In the first post of this series, I mentioned that we are at the advent of a new era of glorious distributed computing of many kinds, and therefore infrastructure has to be reimagined to meet the evolving needs and challenges. In this article, we will explore how computing infrastructure has become over-centralized with SaaS and IaaS cloud services, and a new need and opportunity is emerging to broadly distribute computing to solve some needs and cater to new opportunities.
In the early days of computing, except for a few government institutions, no enterprise had its own data center. Educational/research institutions and businesses used computers hosted by large service providers such as IBM. IBM founder Thomas J. Watson is supposed to have remarked that the entire worldwide market for computers was limited to just 5 (yes you read that right, just five!), large installations! We all know how that turned out! It is a different matter that today’s IaaS clouds are forming into about five large installations – it is not the same thing — each cloud has millions of servers far more powerful than supercomputers of that era!
As software solutions started to emerge to provide specialized application capabilities, and computers started to come down in price due to advances in electronics, every enterprise started to be able to afford data centers of their own. The advent of mini-computers and personal computers/servers then proliferated the widespread deployment of computers and application installations everywhere.

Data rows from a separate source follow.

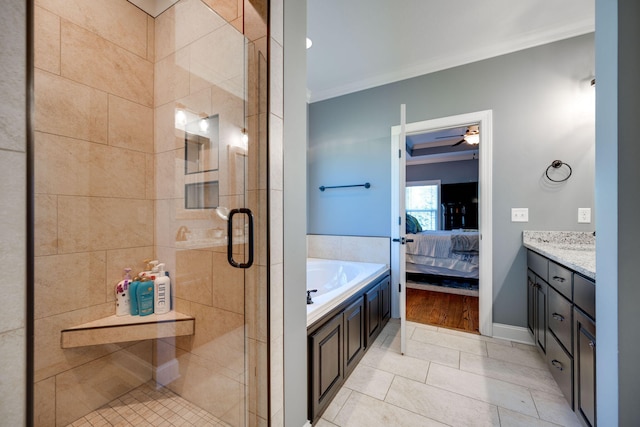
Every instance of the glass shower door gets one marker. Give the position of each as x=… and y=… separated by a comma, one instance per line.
x=144, y=134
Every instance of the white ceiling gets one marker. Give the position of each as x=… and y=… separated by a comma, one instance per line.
x=359, y=44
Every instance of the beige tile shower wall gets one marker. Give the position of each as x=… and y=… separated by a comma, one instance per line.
x=198, y=73
x=94, y=208
x=350, y=248
x=13, y=212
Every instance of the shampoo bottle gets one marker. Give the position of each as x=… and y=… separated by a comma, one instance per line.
x=144, y=294
x=123, y=294
x=133, y=296
x=162, y=296
x=152, y=268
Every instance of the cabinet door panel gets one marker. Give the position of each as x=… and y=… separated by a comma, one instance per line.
x=585, y=360
x=561, y=367
x=561, y=279
x=560, y=318
x=531, y=302
x=327, y=363
x=354, y=334
x=373, y=314
x=541, y=314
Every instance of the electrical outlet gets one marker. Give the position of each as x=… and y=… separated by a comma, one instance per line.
x=519, y=214
x=584, y=215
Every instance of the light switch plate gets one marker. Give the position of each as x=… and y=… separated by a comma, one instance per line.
x=519, y=214
x=584, y=215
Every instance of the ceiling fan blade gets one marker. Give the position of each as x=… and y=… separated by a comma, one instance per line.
x=448, y=136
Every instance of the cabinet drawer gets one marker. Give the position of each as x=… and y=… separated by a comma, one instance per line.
x=561, y=279
x=585, y=295
x=538, y=264
x=560, y=318
x=561, y=367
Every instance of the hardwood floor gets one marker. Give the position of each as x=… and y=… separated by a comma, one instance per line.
x=442, y=309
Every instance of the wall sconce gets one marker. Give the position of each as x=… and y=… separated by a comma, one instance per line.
x=473, y=139
x=203, y=123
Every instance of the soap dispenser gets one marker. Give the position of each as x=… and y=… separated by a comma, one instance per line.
x=133, y=296
x=123, y=294
x=162, y=292
x=144, y=295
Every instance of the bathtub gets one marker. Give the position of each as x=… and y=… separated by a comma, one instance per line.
x=336, y=281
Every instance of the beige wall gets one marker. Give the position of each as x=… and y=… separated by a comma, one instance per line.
x=109, y=193
x=93, y=161
x=13, y=212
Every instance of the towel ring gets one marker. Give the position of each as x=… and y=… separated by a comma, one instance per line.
x=556, y=164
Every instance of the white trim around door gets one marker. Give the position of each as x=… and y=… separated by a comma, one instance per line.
x=485, y=186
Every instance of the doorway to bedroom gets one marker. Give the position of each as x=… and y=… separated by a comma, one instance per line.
x=447, y=168
x=441, y=205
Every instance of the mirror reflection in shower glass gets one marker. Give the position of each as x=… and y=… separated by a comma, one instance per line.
x=201, y=145
x=201, y=195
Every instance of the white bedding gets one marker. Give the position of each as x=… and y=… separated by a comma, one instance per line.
x=432, y=252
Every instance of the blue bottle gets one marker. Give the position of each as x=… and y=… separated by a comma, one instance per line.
x=144, y=294
x=133, y=296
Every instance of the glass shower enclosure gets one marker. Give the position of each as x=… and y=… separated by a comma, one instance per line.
x=148, y=145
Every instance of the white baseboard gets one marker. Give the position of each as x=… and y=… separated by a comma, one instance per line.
x=167, y=372
x=512, y=333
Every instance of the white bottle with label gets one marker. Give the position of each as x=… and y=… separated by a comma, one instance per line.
x=162, y=297
x=122, y=294
x=152, y=269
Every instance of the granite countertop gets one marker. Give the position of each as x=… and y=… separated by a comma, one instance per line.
x=573, y=249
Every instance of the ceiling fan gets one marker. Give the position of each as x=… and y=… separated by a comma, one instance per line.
x=471, y=136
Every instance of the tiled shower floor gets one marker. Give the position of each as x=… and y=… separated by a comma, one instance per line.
x=150, y=407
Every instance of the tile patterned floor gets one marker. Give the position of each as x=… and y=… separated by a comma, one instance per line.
x=448, y=378
x=149, y=407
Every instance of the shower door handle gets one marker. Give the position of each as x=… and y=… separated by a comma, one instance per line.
x=233, y=262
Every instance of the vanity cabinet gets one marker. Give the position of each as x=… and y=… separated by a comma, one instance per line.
x=354, y=322
x=338, y=341
x=537, y=298
x=561, y=319
x=584, y=351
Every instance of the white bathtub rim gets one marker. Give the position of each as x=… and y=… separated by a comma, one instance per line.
x=316, y=312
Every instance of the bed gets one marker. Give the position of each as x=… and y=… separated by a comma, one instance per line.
x=450, y=253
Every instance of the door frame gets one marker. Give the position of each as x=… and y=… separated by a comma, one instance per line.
x=485, y=204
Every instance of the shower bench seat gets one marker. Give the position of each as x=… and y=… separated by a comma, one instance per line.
x=114, y=329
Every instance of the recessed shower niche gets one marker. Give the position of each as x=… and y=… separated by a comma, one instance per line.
x=201, y=158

Slowly the cost capital expense (Capex) started to be outstripped by operational expenses (Opex).
And also, the cost of professional services to customize applications software far outstripped the license costs to the tune of 5 times license expense for services! That’s when SaaS burst into the scene, exploiting the internet and web, to offer quick and easy, pay-as-you-go consumption of application capabilities with simple click-and-done customizations.
Although before the dot.com bubble burst some services offered by ASP’s (application service providers), the services were still single instance, heavily customized software with just the license and data-center being owned by the provider, largely following the same old heavy-weight installation model. It was as if the total cost of ownership was just being amortized over some longer period rather than being a real multi-tenant pay-as-you-go easy-to-use SaaS.
I think Salesforce.com can be said to be the true pioneer of SaaS as we know it today. “Software is dead” was their motto, meaning don’t buy, rent; don’t install, use. Kudos to them! SaaS has become so mainstream that these days everyone looks askance if an enterprise buys and installs the software. This trend centralized application services, but not all applications, of course.
Enterprises still have lots of custom applications, particularly when the use of the software is intrinsic (such as eBiz) or crucial to business advantage (e.g., large financial services firms).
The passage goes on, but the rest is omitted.